Session 2b: Cold Start and Hybrid Recommender Systems
Date: Thursday, Sept 17, 2015, 09:00-10:30
Location: HS 5
Chair: George Karypis
- ExcUseMe: Asking Users to Help in Item Cold-Start Recommendations
by Michal Aharon, Oren Anava, Noa Avigdor-Elgrabli, Dana Drachsler-Cohen, Shahar Golan, and Oren Somekh
The item cold-start problem is of a great importance in collaborative filtering (CF) recommendation systems. It arises when new items are added to the inventory and the system cannot model them properly since it relies solely on historical users’ interactions (e.g., ratings). Much work has been devoted to mitigate this problem mostly by employing hybrid approaches that combine content-based recommendation techniques or by devoting a portion of the user traffic for exploration to gather interactions from random users.
We focus on pure CF recommender systems (i.e., without content or context information) in a realistic online setting, where random exploration is inefficient and smart exploration that carefully selects users is crucial due to the huge flux of new items with short lifespan. We further assume that users arrive randomly one after the other and that the system has to immediately decide whether the arriving user will participate in the exploration of the new items.
For this setting we present ExcUseMe, a smart exploration algorithm that selects a predefined number of users for exploring new items. ExcUseMe gradually excavates the users that are more likely to be interested in the new items and models the new items based on the users’ interactions. We evaluated ExcUseMe on several datasets and scenarios and compared it to state-of-the-art algorithms. Experimental results indicate that ExcUseMe is an efficient algorithm that outperforms all other algorithms in all tested scenarios.

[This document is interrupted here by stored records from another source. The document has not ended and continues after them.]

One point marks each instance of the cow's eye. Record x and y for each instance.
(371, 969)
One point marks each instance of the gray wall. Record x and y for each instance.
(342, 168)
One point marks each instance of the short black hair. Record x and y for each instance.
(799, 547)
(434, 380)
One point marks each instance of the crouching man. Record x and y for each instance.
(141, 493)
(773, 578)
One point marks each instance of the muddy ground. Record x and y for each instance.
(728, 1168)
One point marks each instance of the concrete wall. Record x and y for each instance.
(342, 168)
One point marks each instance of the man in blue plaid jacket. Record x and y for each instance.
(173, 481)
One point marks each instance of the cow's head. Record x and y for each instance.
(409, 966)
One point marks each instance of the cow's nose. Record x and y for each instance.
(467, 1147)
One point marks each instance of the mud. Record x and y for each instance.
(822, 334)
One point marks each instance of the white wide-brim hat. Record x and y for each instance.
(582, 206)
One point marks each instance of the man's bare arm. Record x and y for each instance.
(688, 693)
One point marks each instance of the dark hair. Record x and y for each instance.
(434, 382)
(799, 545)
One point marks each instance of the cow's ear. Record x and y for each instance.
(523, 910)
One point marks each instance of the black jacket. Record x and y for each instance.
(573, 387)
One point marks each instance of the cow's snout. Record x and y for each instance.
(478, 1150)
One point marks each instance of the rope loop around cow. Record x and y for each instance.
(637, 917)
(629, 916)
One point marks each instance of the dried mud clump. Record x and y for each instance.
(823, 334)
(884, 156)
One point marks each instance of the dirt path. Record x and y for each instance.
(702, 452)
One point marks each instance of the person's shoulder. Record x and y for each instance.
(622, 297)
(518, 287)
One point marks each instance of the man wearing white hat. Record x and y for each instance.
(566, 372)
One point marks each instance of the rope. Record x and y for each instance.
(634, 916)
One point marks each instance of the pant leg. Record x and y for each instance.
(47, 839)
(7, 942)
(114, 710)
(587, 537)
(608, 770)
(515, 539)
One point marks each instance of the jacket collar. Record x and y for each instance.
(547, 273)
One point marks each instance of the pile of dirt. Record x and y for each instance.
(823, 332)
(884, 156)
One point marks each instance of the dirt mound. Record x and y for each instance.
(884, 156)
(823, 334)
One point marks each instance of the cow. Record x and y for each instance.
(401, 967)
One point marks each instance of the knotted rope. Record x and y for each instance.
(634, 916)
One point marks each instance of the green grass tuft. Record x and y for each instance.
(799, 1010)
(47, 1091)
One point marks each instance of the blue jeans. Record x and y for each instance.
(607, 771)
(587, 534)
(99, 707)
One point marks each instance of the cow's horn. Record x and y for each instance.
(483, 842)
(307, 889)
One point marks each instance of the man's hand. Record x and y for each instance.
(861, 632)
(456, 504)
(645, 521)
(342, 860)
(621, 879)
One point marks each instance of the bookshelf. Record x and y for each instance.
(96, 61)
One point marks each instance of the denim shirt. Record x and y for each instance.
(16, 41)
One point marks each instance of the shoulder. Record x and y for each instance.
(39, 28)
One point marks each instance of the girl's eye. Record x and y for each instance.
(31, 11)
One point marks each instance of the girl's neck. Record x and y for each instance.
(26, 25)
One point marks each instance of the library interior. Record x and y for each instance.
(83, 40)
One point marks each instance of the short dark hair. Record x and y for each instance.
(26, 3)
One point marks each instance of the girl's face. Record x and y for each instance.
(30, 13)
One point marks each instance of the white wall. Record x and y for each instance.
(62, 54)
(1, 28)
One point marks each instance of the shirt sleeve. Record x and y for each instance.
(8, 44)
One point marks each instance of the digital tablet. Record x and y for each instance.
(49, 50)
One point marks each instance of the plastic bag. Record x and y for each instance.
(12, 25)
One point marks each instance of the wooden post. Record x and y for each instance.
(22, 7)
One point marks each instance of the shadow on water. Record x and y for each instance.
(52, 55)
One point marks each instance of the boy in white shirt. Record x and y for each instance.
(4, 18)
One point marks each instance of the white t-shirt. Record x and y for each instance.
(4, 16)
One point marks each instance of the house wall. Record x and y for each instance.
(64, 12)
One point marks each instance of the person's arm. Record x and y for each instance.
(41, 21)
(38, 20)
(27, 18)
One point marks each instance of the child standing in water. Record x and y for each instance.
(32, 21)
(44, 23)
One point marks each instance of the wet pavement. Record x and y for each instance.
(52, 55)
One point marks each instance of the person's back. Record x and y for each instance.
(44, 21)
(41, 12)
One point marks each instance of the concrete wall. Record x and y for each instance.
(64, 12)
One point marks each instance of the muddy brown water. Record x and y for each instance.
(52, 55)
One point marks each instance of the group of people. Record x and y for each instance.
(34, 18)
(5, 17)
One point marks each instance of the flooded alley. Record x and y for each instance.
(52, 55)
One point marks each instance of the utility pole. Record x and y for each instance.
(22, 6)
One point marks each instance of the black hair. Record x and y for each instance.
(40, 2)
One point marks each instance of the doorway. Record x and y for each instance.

- Cold-Start Item and User Recommendation with Decoupled Completion and Transduction
by Iman Barjasteh, Rana Forsati, Farzan Masrour, Abdol-Hossein Esfahanian and Hayder Radha
A major challenge in collaborative filtering based recommender systems is how to provide recommendations when rating data is sparse or entirely missing for a subset of users or items, commonly known as the cold-start problem. In recent years, there has been considerable interest in developing new solutions that address the cold-start problem. These solutions are mainly based on the idea of exploiting other sources of information to compensate for the lack of rating data. In this paper, we propose a novel algorithmic framework based on matrix factorization that simultaneously exploits the similarity information among users and items to alleviate the cold-start problem. In contrast to existing methods, the proposed algorithm decouples the following two aspects of the cold-start problem: (a) the completion of a rating sub-matrix, which is generated by excluding cold-start users and items from the original rating matrix; and (b) the transduction of knowledge from existing ratings to cold-start items/users using side information. This crucial difference significantly boosts the performance when appropriate side information is incorporated. We provide theoretical guarantees on the estimation error of the proposed two-stage algorithm based on the richness of similarity information in capturing the rating data. To the best of our knowledge, this is the first algorithm that addresses the cold-start problem with provable guarantees. We also conduct thorough experiments on synthetic and real datasets that demonstrate the effectiveness of the proposed algorithm and highlights the usefulness of auxiliary information in dealing with both cold-start users and items.
- HyPER: A Flexible and Extensible Probabilistic Framework for Hybrid Recommender Systems
by Pigi Kouki, Shobeir Fakhraei, James Foulds, Magdalini Eirinaki and Lise Getoor
As the amount of recorded digital information increases, there is a growing need for flexible recommender systems which can incorporate richly structured data sources to improve recommendations. In this paper, we show how a recently introduced statistical relational learning framework can be used to develop a generic and extensible hybrid recommender system. Our hybrid approach, HyPER (HYbrid Probabilistic Extensible Recommender), incorporates and reasons over a wide range of information sources. Such sources include multiple user-user and item-item similarity measures, content, and social information. HyPER automatically learns to balance these different information signals when making predictions. We build our system using a powerful and intuitive probabilistic programming language called probabilistic soft logic, which enables efficient and accurate prediction by formulating our custom recommender systems with a scalable class of graphical models known as hinge-loss Markov random fields. We experimentally evaluate our approach on two popular recommendation datasets, showing that HyPER can effectively combine multiple information types for improved performance, and can outperform existing state-of-the-art approaches.